As for the strain KR-PLM-15, a MIC testing revealed possible flaws with the CC DST, as the MICs for RIF and INH only increased slightly reaching 0.5 µg/mL and 0.06 µg/mL. Moreover, no resistance-conferring mutations were detected by LPA and WGS.

One katG S315T mutant (DLT49) increased MIC only to 0.06 µg/mL, possibly due to technical errors, as CC DST results were congruent with LPA/WGS. No INH-resistance associated mutations were detected by LPA/WGS for strains KR-PLM-8 and KR-PLM-20. For strain KR-PLM-8, both CC and MIC DST results were congruent. A similar comparison for strain KR-PLM-20 was not possible due to contamination with non-tuberculous mycobacteria.

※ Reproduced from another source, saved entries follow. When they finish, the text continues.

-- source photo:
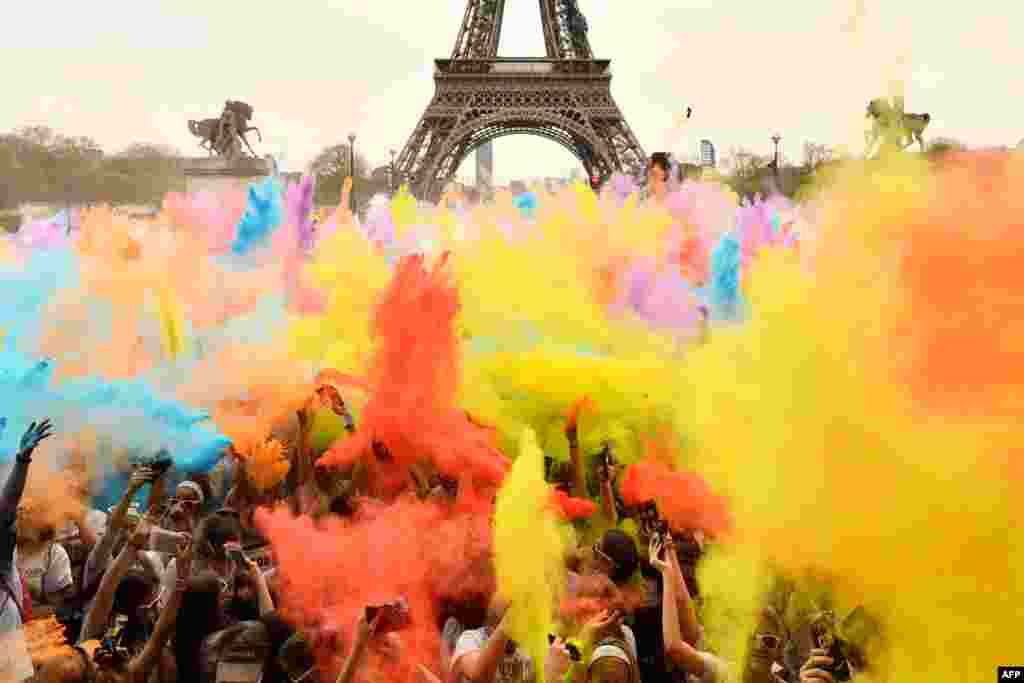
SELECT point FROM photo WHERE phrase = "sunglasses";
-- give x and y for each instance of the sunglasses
(299, 679)
(601, 555)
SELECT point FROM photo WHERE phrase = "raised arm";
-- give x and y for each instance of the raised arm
(13, 489)
(687, 612)
(99, 612)
(579, 469)
(139, 667)
(480, 666)
(678, 649)
(263, 597)
(364, 632)
(99, 557)
(14, 486)
(606, 471)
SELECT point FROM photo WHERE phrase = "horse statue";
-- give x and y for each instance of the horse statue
(894, 128)
(206, 130)
(224, 136)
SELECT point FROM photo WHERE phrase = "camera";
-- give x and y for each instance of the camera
(574, 653)
(159, 462)
(232, 551)
(394, 615)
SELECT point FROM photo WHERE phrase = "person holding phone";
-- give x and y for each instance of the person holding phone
(488, 655)
(704, 667)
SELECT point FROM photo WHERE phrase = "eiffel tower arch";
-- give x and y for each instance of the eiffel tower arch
(478, 97)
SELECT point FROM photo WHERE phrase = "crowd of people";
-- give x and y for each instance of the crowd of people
(174, 592)
(267, 528)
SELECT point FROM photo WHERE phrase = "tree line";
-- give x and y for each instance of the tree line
(41, 166)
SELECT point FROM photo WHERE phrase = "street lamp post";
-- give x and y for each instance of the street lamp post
(393, 153)
(776, 138)
(351, 171)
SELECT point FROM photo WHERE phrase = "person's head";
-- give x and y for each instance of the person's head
(658, 168)
(243, 652)
(295, 657)
(33, 530)
(497, 609)
(767, 647)
(186, 506)
(615, 556)
(610, 664)
(214, 531)
(88, 663)
(73, 666)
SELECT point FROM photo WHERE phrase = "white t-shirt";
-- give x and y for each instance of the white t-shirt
(46, 571)
(514, 668)
(15, 664)
(716, 670)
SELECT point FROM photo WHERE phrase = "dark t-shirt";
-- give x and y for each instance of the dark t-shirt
(650, 644)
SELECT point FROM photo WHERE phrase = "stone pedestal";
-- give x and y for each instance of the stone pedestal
(216, 174)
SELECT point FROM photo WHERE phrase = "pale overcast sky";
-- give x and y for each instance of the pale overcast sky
(314, 70)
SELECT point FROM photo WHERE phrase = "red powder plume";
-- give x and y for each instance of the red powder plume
(964, 268)
(423, 552)
(683, 499)
(572, 508)
(414, 380)
(693, 260)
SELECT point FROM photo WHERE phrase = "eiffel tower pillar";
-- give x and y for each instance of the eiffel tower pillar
(478, 97)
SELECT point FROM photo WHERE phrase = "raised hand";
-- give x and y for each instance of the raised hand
(139, 477)
(183, 558)
(655, 550)
(34, 436)
(140, 536)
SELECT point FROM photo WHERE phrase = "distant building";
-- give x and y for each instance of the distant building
(708, 154)
(485, 166)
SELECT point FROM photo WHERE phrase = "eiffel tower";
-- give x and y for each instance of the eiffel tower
(478, 97)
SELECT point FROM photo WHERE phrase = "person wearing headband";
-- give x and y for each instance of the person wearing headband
(184, 509)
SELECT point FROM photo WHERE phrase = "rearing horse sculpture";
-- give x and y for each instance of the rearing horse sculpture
(225, 135)
(894, 128)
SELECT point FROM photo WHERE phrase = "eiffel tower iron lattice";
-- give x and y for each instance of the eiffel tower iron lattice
(478, 97)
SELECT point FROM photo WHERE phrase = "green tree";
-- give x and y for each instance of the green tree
(330, 169)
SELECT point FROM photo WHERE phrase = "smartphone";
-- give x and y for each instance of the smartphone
(163, 541)
(132, 514)
(393, 615)
(233, 552)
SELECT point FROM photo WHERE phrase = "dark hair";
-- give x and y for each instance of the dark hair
(660, 160)
(297, 652)
(621, 548)
(132, 593)
(215, 530)
(199, 615)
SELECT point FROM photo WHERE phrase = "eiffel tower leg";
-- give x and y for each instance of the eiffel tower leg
(479, 97)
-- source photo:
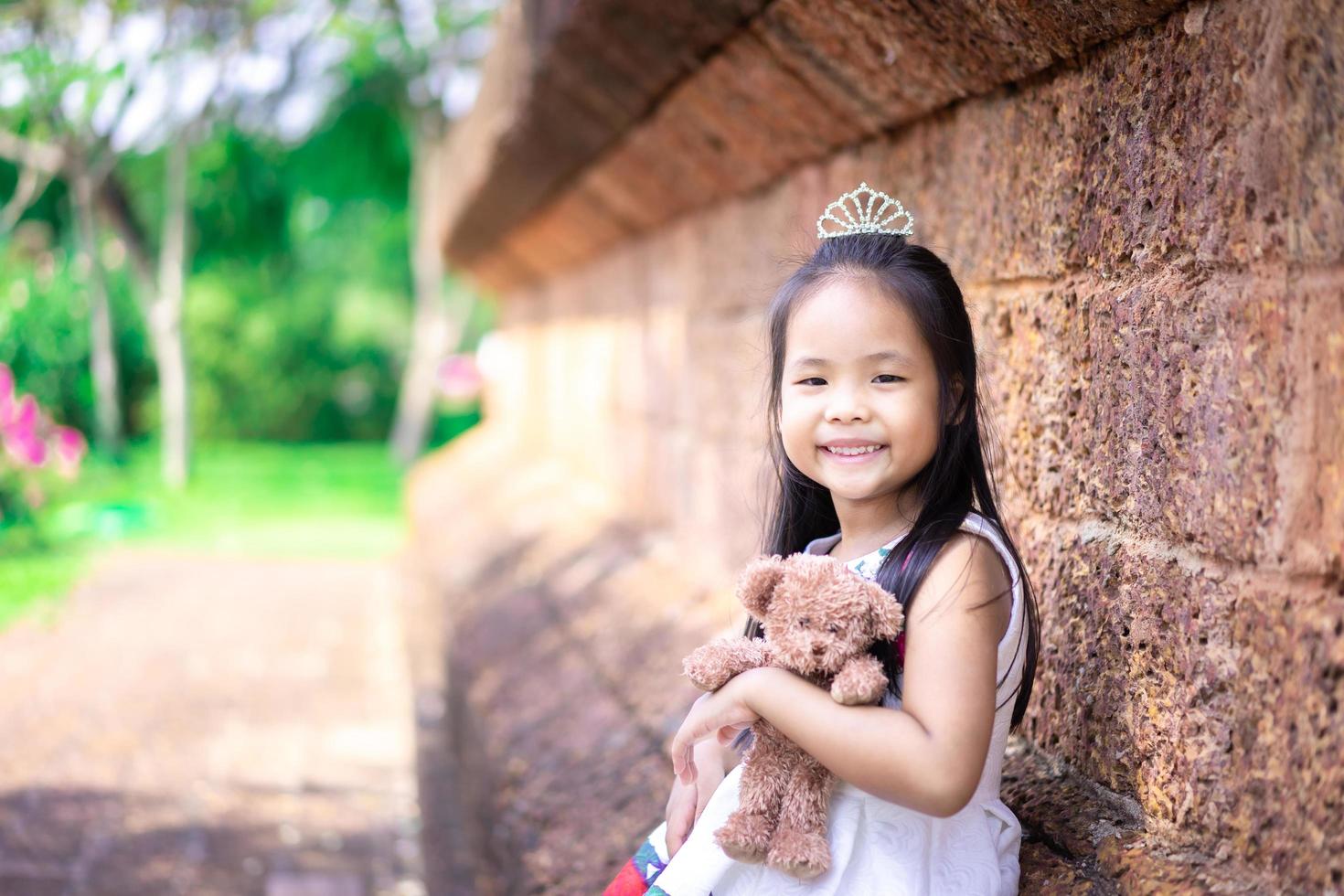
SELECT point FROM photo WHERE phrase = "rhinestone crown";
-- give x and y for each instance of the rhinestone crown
(862, 219)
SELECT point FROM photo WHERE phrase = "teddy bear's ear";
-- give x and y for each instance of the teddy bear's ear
(757, 583)
(886, 614)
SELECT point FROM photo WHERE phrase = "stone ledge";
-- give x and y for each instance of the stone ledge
(617, 117)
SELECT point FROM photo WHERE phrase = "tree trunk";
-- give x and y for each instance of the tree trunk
(165, 316)
(101, 346)
(436, 328)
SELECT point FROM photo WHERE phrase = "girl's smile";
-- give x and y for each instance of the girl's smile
(840, 454)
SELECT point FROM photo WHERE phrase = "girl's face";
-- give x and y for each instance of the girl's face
(857, 372)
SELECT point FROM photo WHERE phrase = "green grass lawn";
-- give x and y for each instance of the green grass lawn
(248, 497)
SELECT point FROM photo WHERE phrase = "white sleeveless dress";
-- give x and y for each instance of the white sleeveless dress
(877, 847)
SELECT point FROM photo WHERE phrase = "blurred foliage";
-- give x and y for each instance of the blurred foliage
(299, 298)
(251, 497)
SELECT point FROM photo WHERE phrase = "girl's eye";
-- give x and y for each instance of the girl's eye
(891, 378)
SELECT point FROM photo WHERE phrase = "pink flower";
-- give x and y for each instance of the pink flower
(20, 434)
(459, 379)
(70, 449)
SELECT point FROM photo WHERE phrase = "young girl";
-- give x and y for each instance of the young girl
(875, 440)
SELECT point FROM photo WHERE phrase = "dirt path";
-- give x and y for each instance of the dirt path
(197, 724)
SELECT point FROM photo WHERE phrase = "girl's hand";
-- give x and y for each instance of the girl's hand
(723, 712)
(687, 802)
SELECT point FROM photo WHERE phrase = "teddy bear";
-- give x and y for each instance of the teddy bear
(818, 620)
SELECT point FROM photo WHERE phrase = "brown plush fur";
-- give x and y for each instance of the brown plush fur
(818, 618)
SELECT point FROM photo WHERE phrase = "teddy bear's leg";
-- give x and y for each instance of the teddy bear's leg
(746, 833)
(800, 845)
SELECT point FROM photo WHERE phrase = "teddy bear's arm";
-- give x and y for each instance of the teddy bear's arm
(711, 666)
(860, 681)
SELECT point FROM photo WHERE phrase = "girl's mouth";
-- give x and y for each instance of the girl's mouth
(854, 455)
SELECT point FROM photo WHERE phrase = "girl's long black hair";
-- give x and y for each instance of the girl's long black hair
(955, 481)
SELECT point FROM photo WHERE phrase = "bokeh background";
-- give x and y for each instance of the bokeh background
(210, 277)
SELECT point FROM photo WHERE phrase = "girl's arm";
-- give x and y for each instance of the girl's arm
(929, 753)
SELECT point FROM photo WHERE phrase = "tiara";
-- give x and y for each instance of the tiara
(867, 222)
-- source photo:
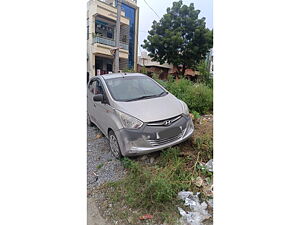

Strains for which resistance was detected by LPA but not by WGS (DLT80; DLT48) had MICs below the CLSI breakpoints for RIF/INH (Fig. 2).

MIC DST vs. WGS

Among RIF-resistant strains, all but two (DLT33–8.0 µg/mL, DLT60–16.0 µg/mL) with rpoB S450L mutation (97/185; 52.4%) had their MICs > 16 µg/mL, as well as strains harbouring the rpoB H445D (6/185; 3.2%), H445Y (3/185; 1.6%), and S450W (3/185; 1.6%) mutations (Fig. 3). Five (5/208; 2.4%) strains with rpoB D435V mutation had their MICs spanned over a wide range of values (i.e. from 4.0 µg/mL to > 16 µg/mL). So far, seven mutations conferring so-called borderline RIF-resistance, expected to exhibit lower MIC values, have been identified [11]. Two such mutations (rpoB H445L and H445N) were detected and resulted in noticeably high MICs of 4.0 µg/mL and > 16 µg/mL, respectively. Single rpoB H445C mutant (1/185; 0.5%) had MIC of 8.0 µg/mL. Single genotypically susceptible strain (1/185; 0.5%) demonstrated MIC of 16 µg/mL. The MICs of the remainder of the genotypically RIF-susceptible (65/185; 35.1%) strains fell within a range of ≤ 0.12–0.5 µg/mL.

Fig. 3

Distribution of RIF (A)/INH (B) MICs stratified by the presence of resistance-conferring mutations (WGS). RIF rifampicin; INH isoniazid; MIC minimum inhibitory concentration; DST drug susceptibility testing; CC critical concentration; WGS whole-genome sequencing

The MIC distribution among INH-resistant strains harbouring katG S315T mutation (103/185; 55.7%) ranged from 0.06 to > 4 µg/mL, with a mode MIC of 2 µg/mL. The mode MIC was two-fold higher (> 4 µg/mL) among double mutants harbouring katG S315T and either inhA C-15T (14/185; 7.6%) or inhA T-8 A (1/185; 0.5%) mutation compared to single katG mutants. Single (1/185; 0.5%) inhA C-15T promoter mutant had its MIC of 1 µg/mL. The MIC of genotypically INH-susceptible strains ranged from ≤ 0.03 to 0.6 µg/mL (63/185; 34.0%) with three strains showing unexpectedely high MICs of 1 µg/mL (1/185; 0.5%) and > 4 µg/mL (2/185; 1.1%).